In any case, when asked about Mr. Jackson’s comments at the Gabelli conference, John Zimmerman, Director of Investor relations said that the reason Mr. Jackson became so vocal on the issue was that if people don’t know there is a problem, then how can they try to fix it. I have to concur with Mr. Zimmerman. Far too often I have listened to automakers (particularly GM) just shrug off the inventory situation, as if it was just a minor inconvenience. I think inventory levels are the most telling sign of a manufacturers competitiveness both in their distribution base competitiveness, but also as a sign of how much their products are really in demand on the market place.
Nonetheless, I have to give Ford’s head of sales analysis (George Pipas) a lot of credit for dealing directly with the issue.
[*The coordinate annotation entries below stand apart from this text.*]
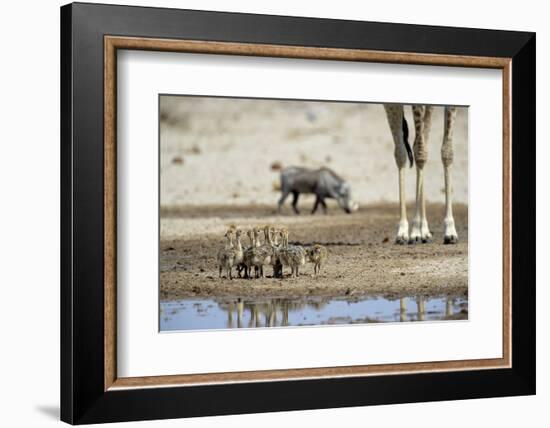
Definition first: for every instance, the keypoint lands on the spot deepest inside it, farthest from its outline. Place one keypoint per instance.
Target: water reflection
(254, 313)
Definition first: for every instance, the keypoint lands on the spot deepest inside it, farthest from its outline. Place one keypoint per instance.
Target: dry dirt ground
(363, 259)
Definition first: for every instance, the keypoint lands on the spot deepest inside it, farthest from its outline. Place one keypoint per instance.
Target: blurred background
(229, 151)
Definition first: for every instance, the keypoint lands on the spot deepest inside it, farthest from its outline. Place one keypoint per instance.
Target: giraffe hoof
(451, 239)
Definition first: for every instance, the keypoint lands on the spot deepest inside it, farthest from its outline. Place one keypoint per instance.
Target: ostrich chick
(292, 255)
(318, 256)
(227, 255)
First, as you may notice, Ford does not use days supply of inventory, an issue I was critical of even when I commented about Mr. Jackson’s comments last week. Days’ supply of inventory, while most of us from time to time will use this metric (because it is easy to use,) is a poor measurement instrument on many different levels. Importantly, as Mr. Pipas pointed out, how many selling days are there in a month? Is your store open Sundays? What holidays? How can we as an industry exclude certain days as days as not being “selling days” even though a store may very well be open (like Labor Day!) This is why I have always encouraged investors and industry participants to look at the total units in inventory versus where they were at a year ago. And I have to give GM and Ford’s industry gurus credit for similarly focusing analyst attention on this number (versus days’ supply.)
But something I wasn’t aware of is how the total inventory figures are computed. It’s funny because over the years I have had several conversations with Mr. Pipas about inventory levels, and yet I never bothered to ask him a simple question like what is included in this figure? Well, during the Ford conference call, Mr. Pipas said the figures they provide are gross inventory levels. This means the total units in stock (on the dealer showrooms,) and the vehicles “in transit.” Now some of those vehicles may be in transit to car rental companies, others on their way to the dealership. He said that the “in transit” component of their inventory figures represents roughly 2 weeks of production.
In other words, the actual units on dealer lots are ~100,000 units than the 622,000 units they reported at the end of October because those units are still “in transit.” Now I have a problem that it takes Ford 2 weeks to get a vehicle from the production line to the dealer (that whole pull versus push approach I keep emphasizing.) But it does debunk the idea that if we divide a retail sales figure (that comes from registration data which I also said I had problems with using,) by a “retail” inventory figure, we get a “true” dealer lot inventory level. I need to find out how the other automakers report their inventory (if done on a similar gross basis.) However, after hearing Mr. Pipas’ comments, it is pretty clear that the claim that Ford’s dealers are sitting on 105 days supply really doesn’t hold because more than 15% of those vehicles are still in transit.
Ultimately, we need to stop thinking about inventories in a days supply or even gross basis. True, this will take decades. But I continue to believe the industry is shifting toward having more base vehicles being delivered to a showroom on an almost “real time” basis, and then having it spend a few days in the dealers’ repair facility (or maybe even body shop) while they customize it to the customers’ feature preferences. But first, Ford needs to figure out how to get product to the dealership faster than 2 weeks.